Some older clients ship Y in their root store, but do not know about Z.

Some newer clients ship Z in their root store, but deliberately do not
ship Y' or Y.

I'm assuming that a client would note the subject keyID and the proper
signature to terminate the chain at Y or Y' if it has either of them in
its root store.  (maybe i'm mistaken about this)

If a mod_ssl server's EE cert W is signed by Y, and they ship Y,W, then
they work for all clients.  With this patch applied, they would normally
ship just W; this would fail newer clients.

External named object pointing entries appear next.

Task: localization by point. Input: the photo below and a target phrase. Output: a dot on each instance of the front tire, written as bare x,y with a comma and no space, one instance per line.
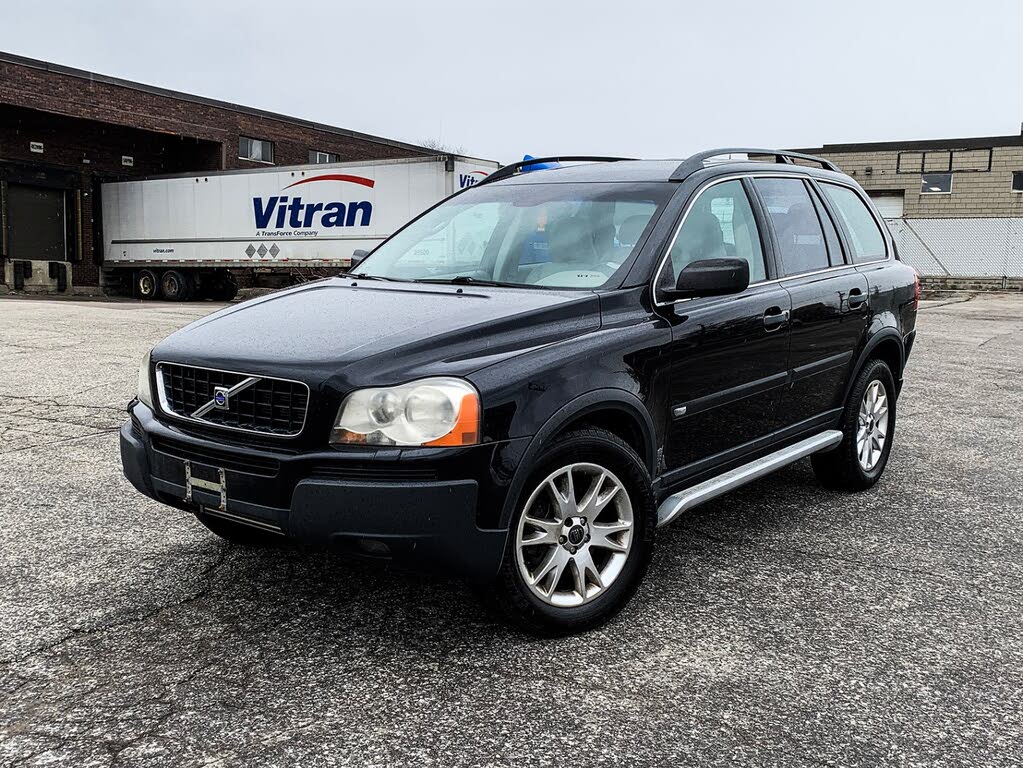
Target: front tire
869,428
581,538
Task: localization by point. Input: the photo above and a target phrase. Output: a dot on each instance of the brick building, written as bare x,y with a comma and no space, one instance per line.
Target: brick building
953,206
64,131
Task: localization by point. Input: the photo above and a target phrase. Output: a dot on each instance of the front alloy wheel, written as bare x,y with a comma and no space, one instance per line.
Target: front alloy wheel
571,546
581,536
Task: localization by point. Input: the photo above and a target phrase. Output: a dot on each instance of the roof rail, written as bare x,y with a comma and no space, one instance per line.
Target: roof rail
505,172
695,163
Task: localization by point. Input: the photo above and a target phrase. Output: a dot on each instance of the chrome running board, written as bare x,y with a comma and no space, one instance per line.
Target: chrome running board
677,503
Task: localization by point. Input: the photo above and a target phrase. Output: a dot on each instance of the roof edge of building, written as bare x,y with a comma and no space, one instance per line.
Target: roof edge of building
35,63
970,142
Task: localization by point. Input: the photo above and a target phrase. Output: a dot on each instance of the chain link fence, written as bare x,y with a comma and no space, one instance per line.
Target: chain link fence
961,247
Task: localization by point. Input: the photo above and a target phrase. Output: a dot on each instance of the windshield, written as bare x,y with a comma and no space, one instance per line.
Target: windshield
537,235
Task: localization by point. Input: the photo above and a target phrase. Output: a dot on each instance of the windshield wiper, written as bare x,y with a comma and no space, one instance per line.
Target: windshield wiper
458,280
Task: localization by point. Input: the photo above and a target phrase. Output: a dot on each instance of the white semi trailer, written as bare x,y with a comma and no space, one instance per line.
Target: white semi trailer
197,236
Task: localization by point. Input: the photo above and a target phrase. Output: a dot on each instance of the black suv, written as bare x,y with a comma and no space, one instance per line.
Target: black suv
529,378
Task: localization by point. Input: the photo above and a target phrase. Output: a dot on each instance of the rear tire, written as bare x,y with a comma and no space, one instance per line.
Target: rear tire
175,285
146,284
868,427
592,540
239,534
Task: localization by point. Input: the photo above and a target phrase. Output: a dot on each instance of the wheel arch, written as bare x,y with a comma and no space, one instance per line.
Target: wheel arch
617,411
887,346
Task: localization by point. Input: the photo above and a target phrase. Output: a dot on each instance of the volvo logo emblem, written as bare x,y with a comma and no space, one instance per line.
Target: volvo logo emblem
221,398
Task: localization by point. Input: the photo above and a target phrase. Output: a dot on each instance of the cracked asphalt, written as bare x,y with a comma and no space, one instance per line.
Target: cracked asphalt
780,625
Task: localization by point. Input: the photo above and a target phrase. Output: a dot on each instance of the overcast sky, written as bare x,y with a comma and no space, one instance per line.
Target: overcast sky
500,79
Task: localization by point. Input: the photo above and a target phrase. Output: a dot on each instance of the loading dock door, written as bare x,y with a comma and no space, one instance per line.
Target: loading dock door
36,227
890,205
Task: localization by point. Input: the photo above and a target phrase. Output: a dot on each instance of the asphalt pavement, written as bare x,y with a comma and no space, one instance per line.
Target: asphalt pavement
780,625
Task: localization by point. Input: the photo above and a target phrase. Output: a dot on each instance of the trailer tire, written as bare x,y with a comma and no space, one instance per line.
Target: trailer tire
146,284
225,287
175,285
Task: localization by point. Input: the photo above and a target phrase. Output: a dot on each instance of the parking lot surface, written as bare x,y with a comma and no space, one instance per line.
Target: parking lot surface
780,625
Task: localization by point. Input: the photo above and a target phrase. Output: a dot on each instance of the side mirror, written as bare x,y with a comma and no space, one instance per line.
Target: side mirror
357,256
711,277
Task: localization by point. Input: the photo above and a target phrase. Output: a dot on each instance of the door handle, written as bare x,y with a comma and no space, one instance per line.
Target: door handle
775,317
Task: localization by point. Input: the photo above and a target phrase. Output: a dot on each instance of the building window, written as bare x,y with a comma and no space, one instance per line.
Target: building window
936,184
317,156
255,149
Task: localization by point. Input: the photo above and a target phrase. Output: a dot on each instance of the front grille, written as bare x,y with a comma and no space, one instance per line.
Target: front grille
264,467
271,406
372,473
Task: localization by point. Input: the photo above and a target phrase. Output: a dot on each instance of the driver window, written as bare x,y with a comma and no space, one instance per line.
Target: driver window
719,225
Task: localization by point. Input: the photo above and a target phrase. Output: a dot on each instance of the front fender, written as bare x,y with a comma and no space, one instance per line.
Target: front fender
591,402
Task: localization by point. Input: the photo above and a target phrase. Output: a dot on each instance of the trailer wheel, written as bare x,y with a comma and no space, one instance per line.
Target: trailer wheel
225,287
175,285
146,284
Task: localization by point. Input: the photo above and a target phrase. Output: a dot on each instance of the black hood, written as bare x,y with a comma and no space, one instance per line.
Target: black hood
359,333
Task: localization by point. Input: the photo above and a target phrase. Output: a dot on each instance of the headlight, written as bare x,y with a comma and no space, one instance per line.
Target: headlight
429,412
144,378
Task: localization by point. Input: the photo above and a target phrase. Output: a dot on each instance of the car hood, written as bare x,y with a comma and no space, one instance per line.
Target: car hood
357,332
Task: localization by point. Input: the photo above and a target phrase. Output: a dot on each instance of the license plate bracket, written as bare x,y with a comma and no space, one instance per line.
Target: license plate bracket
218,487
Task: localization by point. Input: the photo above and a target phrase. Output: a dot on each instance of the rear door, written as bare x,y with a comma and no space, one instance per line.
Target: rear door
829,297
728,354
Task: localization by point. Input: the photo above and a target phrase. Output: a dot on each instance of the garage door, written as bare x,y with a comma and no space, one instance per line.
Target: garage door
889,205
36,223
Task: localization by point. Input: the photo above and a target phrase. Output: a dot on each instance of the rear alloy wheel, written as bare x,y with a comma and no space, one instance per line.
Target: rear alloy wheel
872,426
581,538
175,285
146,284
868,428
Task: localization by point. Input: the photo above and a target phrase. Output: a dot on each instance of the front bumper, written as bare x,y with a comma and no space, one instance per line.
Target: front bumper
424,506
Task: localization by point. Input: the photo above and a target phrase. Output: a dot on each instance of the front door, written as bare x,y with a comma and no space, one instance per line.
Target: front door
729,354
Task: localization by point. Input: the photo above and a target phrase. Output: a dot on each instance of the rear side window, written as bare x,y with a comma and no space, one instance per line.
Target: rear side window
865,239
720,225
794,217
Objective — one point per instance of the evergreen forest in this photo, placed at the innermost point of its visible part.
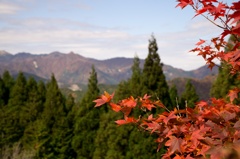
(38, 121)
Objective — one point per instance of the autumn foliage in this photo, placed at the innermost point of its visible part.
(211, 129)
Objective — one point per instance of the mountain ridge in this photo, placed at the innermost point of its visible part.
(74, 68)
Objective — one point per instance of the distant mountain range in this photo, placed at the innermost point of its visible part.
(73, 68)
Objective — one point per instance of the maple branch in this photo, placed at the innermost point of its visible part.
(208, 19)
(178, 106)
(164, 105)
(186, 108)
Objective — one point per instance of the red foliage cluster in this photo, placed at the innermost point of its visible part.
(229, 17)
(211, 129)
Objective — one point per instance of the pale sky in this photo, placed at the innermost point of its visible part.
(104, 29)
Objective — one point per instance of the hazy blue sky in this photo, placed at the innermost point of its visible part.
(103, 29)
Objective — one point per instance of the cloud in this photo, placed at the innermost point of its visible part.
(9, 8)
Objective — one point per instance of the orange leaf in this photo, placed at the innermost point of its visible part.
(130, 102)
(105, 98)
(126, 110)
(233, 94)
(174, 144)
(126, 121)
(115, 107)
(200, 42)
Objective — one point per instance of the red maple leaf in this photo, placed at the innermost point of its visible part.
(129, 102)
(127, 120)
(200, 42)
(233, 94)
(174, 144)
(105, 98)
(115, 107)
(184, 3)
(169, 117)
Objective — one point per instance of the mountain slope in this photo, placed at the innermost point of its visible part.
(73, 68)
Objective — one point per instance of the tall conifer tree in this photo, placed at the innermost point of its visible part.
(174, 95)
(154, 81)
(225, 81)
(87, 120)
(189, 96)
(16, 119)
(53, 122)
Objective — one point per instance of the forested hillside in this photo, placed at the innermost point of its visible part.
(38, 121)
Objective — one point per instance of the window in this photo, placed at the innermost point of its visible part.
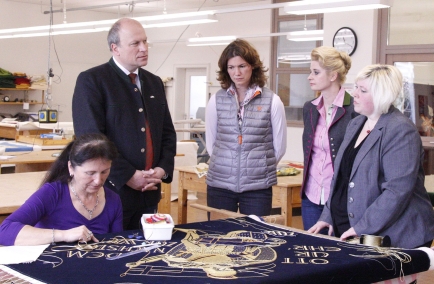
(290, 65)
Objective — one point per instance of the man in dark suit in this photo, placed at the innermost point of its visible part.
(128, 104)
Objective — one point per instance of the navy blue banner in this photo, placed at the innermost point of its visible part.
(240, 250)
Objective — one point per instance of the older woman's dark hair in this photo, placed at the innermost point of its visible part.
(246, 51)
(84, 148)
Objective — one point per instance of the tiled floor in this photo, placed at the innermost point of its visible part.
(195, 215)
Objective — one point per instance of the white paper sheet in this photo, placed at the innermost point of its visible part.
(20, 254)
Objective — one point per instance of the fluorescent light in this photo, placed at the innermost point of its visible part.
(225, 40)
(212, 38)
(319, 7)
(208, 43)
(167, 20)
(311, 35)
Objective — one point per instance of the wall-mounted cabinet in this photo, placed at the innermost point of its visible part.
(20, 96)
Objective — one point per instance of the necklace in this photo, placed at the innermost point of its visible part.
(369, 128)
(81, 202)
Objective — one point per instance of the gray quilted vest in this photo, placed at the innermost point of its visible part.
(243, 157)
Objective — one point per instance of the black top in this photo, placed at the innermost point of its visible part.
(338, 204)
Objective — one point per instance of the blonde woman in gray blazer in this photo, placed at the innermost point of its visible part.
(378, 184)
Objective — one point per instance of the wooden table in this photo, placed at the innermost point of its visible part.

And of course, the web server could ship Y',W (if they know about Y'),
which would survive this cut.

This is a pretty perverse situation, though, and perhaps the answer is
that CA X just shouldn't do that kind of weird/chained reissuance over
the key in Y.  I've also done no certificate surveys to see if this sort
of scenario has actually happened anywhere in the modern landscape.

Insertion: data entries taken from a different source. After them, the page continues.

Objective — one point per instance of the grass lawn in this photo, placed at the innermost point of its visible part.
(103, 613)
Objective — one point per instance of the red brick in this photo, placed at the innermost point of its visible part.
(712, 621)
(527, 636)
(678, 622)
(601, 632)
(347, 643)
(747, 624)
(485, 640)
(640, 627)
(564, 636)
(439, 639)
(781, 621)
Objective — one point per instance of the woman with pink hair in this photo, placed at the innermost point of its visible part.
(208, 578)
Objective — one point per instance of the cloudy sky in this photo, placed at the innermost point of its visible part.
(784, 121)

> I've no good idea how to reliably detect and fix missing intermediates but
> would be happy to try out any good suggestions.

detection
---------

If the server has a list of root CAs that it expects clients to have, it
should be straightforward to detect missing intermediates.  However,
SSLCACertificate{Path,File} and SSLCADNRequest{Path,File} don't work
here, because the list of CAs that a server is willing to accept for
client certs is orthogonal to the list of CAs that it expects a client
to hold.  (mod_ssl's minor conflation of these two purposes by its
willingness to build server chains from the SSLCACertificate{Path,File}
is a bad idea because it encourages administrators to accept client
certs from the CAs that issued the server's cert)

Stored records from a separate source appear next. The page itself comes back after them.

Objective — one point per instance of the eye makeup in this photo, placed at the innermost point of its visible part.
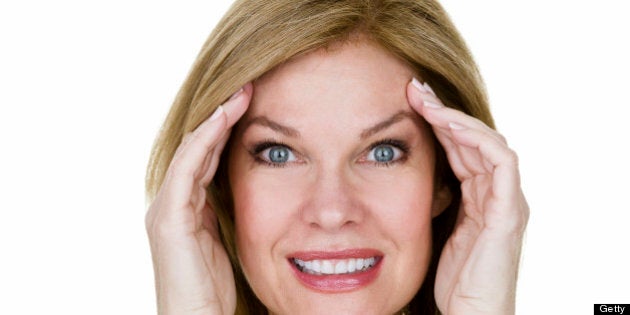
(400, 149)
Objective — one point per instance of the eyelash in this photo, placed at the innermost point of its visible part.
(401, 145)
(266, 144)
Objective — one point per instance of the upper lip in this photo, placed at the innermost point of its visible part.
(339, 254)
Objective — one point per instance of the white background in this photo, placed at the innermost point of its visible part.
(84, 87)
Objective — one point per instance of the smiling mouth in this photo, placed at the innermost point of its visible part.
(335, 266)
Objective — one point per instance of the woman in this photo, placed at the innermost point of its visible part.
(333, 180)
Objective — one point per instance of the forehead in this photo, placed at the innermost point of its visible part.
(356, 81)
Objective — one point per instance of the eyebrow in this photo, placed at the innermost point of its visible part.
(387, 123)
(291, 132)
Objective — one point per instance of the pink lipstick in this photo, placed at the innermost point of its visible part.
(338, 271)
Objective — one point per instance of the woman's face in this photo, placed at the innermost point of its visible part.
(332, 176)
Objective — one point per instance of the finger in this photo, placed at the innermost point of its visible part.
(501, 158)
(212, 161)
(464, 161)
(187, 164)
(427, 104)
(236, 106)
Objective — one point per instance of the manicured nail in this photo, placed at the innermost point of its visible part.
(216, 113)
(456, 126)
(236, 94)
(418, 85)
(432, 105)
(428, 88)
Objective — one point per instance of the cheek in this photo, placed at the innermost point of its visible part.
(263, 208)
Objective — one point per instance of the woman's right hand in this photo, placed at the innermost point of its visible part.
(193, 274)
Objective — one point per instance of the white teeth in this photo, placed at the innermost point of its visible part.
(336, 266)
(352, 265)
(327, 267)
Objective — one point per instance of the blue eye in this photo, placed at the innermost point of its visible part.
(277, 155)
(384, 153)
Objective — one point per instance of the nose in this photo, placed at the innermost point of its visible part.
(333, 202)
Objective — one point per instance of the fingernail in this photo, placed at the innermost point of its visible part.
(432, 105)
(456, 126)
(418, 85)
(236, 94)
(428, 88)
(216, 113)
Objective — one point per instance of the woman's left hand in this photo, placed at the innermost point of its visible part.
(478, 268)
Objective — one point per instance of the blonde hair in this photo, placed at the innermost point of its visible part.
(256, 36)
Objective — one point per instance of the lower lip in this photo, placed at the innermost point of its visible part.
(338, 283)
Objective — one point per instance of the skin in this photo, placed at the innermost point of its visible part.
(342, 200)
(332, 197)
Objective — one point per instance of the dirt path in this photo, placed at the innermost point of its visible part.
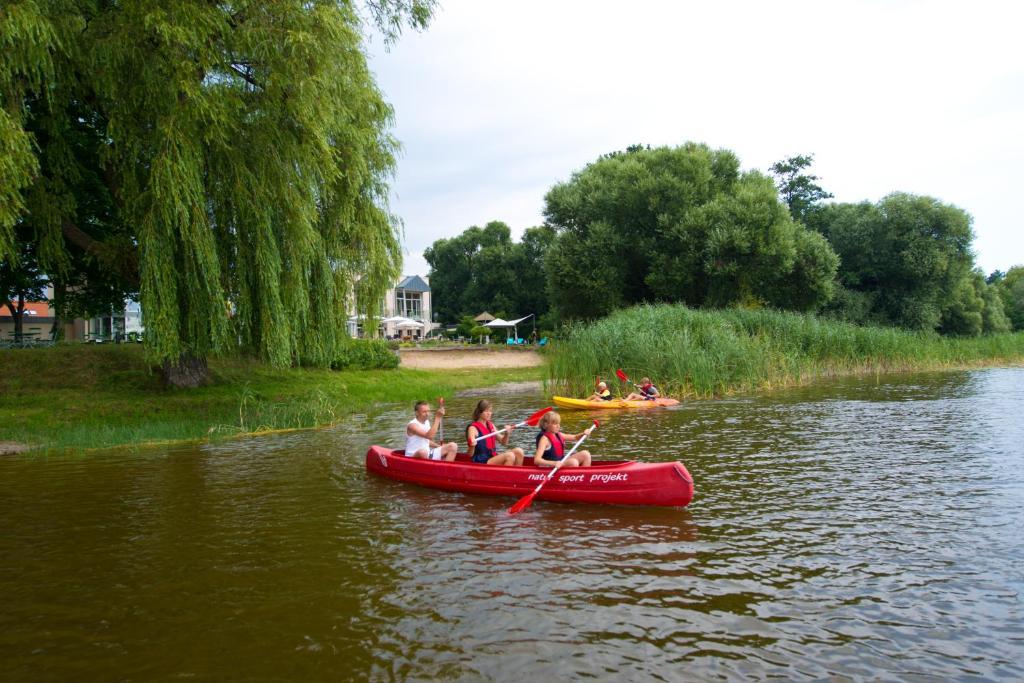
(459, 358)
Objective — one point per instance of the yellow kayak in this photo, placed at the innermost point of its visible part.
(583, 404)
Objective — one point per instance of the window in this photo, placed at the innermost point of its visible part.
(409, 304)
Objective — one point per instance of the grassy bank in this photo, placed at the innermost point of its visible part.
(88, 396)
(702, 353)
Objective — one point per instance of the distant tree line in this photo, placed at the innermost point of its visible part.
(685, 224)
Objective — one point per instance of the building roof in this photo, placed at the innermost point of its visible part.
(413, 284)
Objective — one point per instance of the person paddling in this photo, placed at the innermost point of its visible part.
(485, 450)
(420, 435)
(602, 392)
(647, 391)
(551, 444)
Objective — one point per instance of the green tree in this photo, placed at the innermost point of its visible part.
(904, 258)
(245, 148)
(974, 309)
(678, 224)
(800, 190)
(482, 269)
(1011, 289)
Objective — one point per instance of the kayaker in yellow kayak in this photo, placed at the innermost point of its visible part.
(551, 444)
(647, 391)
(485, 450)
(602, 392)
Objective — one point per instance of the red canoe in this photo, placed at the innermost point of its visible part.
(611, 482)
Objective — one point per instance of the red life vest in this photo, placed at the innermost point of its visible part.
(557, 449)
(491, 443)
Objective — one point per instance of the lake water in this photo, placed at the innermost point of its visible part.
(868, 528)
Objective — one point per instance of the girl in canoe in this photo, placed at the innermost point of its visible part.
(551, 444)
(602, 392)
(647, 391)
(420, 435)
(484, 451)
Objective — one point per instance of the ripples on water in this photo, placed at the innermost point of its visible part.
(861, 530)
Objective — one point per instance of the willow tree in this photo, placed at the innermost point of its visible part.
(245, 148)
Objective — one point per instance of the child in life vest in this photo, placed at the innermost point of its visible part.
(484, 451)
(602, 392)
(551, 444)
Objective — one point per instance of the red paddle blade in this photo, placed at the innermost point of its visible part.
(522, 503)
(534, 419)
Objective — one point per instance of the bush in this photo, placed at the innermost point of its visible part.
(366, 354)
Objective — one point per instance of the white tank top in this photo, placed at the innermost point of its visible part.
(415, 442)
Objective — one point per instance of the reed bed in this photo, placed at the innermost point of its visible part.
(704, 353)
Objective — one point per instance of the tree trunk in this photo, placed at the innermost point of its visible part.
(18, 315)
(189, 372)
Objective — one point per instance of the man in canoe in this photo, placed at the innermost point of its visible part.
(602, 392)
(420, 435)
(551, 444)
(485, 450)
(647, 391)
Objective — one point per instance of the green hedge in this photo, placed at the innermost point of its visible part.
(366, 354)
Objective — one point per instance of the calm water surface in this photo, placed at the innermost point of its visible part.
(867, 529)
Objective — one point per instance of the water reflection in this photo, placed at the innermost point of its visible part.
(869, 528)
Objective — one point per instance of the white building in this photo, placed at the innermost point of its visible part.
(406, 313)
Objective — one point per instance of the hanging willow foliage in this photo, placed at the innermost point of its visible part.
(246, 148)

One option would be to use OpenSSL's default CA path for this (e.g.
/etc/ssl/certs in debian), and to introduce another configuration
directive for administrators to override this choice.

Alternately, we could encourage the administrator to list the full chain
(including the root) in SSLCertificateChainFile.  This would allow for
reliable detection, and wouldn't bloat the handshake if the patch here
is applied.


correction
----------

The best way i see to autocorrect this is to have a publicly-accessible
list of intermediate certificate authorities (and this archive might as
well include public root authorities as well), addressable by
SubjectKeyID.  This seems like something that could be pulled from a
network survey, and could be verified automatically.  Maybe it already
exists?

Then when mod_ssl notes that an intermediate is missing, it could log an
error message saying "an intermediate CA is missing.  you probably want
to load append an intermediate certificate from
https://example.com/ca-archive/<subjectkeyid> to
<SSLCACertificateChainFile>"

A non-minimal web server installation might want to bundle such a
dataset of intermediate CAs alongside their apache installation (or
provide it as an auxiliary package) to allow the admin to do an
automatic local fetch.  But in this case, it's conceivable that you
could just point mod_ssl at this indexed local cache (via some new
directive, i think -- we can't really overload any of the existing ones)
and have it construct the chain without assistance from the
administrator at all.

CT might be a good place to gather this information from -- are there
plans to ensure that all intermediate CAs are logged publicly?